Despite having ample time to read Paula Hawkins’ bestselling Novel, I literally finished the last page of The Girl on the Train five minutes before the Film started. While it is easy to compare the Novel and its structure to Gillian Flynn’s magnificent Gone Girl, this Girl is its own dark, waking nightmare. It is a twisty Thriller that keeps you guessing until the end, mainly because its main character Rachel is an unlikeable and unreliable drunk whose animosity with her ex-husband’s new wife fuels a rather large chunk of the Book’s storyline.
Flash-forward to Director Tate Taylor’s Film version of The Girl on the Train – which removes nearly all of the animosity between Rachel and Anna (played by Rebecca Ferguson, Tom Cruise’s gorgeous scene-stealing co-star in last summer’s Mission: Impossible – Rogue Nation), and removes the key subplot about Rachel’s alcoholism nearly 30-minutes into the Film.
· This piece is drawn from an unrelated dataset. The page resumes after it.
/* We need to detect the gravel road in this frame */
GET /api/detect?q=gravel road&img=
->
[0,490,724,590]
In fact, the Film feels a lot more light hearted in general, zipping through the book’s main events and only grazing over some of the subtle darkness. It seems content moving in the direction of Hawkins’ writing, but never seems to truly embrace it. I can appreciate how the Film tries to recreate the chapter-by-chapter focus on a different character, but the idea never seems all that finessed and becomes downright distracting when it is jumping between past and present.
And while there is a glaring anachronism that the Film repeats twice for good measure (thereby creating an even bigger plot hole), I must say I felt a lot more catharsis at the end of the Movie than I did through the frigid finale of the Book – and its actually one of very few scenes that plays out nearly identical to each other.
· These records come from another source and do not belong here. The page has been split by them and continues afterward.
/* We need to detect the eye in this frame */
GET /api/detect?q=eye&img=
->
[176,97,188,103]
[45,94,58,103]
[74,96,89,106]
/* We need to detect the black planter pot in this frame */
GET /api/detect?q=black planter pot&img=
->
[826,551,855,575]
Ferguson, completely unrecognizable throughout, does some solid work as Anna. The Film undercuts many of her scenes, but it never makes her any less genuine. Haley Bennett, last seen a few weeks back in The Magnificent Seven, is mesmerizing as Megan, the missing girl who really gets the plot moving. She brings a positively chilling sadness to her character that is made infinitely stronger with each new revelation. Luke Evans does well as Megan’s grieving and brooding husband Scott, hiding his English accent spectacularly. I wish I could say the same for Justin Theroux, who plays Rachel’s ex and Anna’s current husband Tom. He never seems able to fully commit to the material, and sticks out amongst the rest of the cast.
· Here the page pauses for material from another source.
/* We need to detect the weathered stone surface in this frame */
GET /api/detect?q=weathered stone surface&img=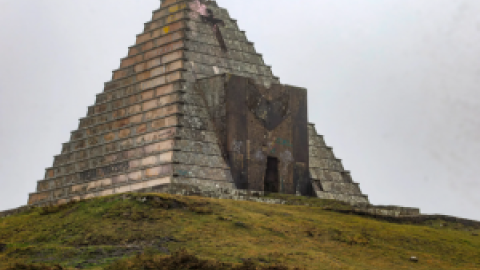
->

But this is Blunt’s time to shine, and she is absolutely terrific in every scene. The Film does her no favours by taking away what made her character so rich and detailed on the page, but she does not seem to care. She dives headfirst and does everything she possibly can to make us feel the motivation and strain that is powering her decisions. The Film does what it can to make Rachel a likeable character, but Blunt is the one that truly sells it. She makes us care about her plight, and she convinces us from moment one to come on this journey with her.
The Girl on the Train is intensely-flawed as an adaptation, but it makes up for it with some really well done performances. Much like the Book, this was never going to emulate or be anywhere near as good as Gone Girl, but the mystery at the heart of the Film makes for a worthwhile trip to the movies anyway. I just wish the content was worthy of the greatness of Blunt’s performance.
Universal Pictures Canada release THE GIRL ON THE TRAIN on Friday, October 7, 2016.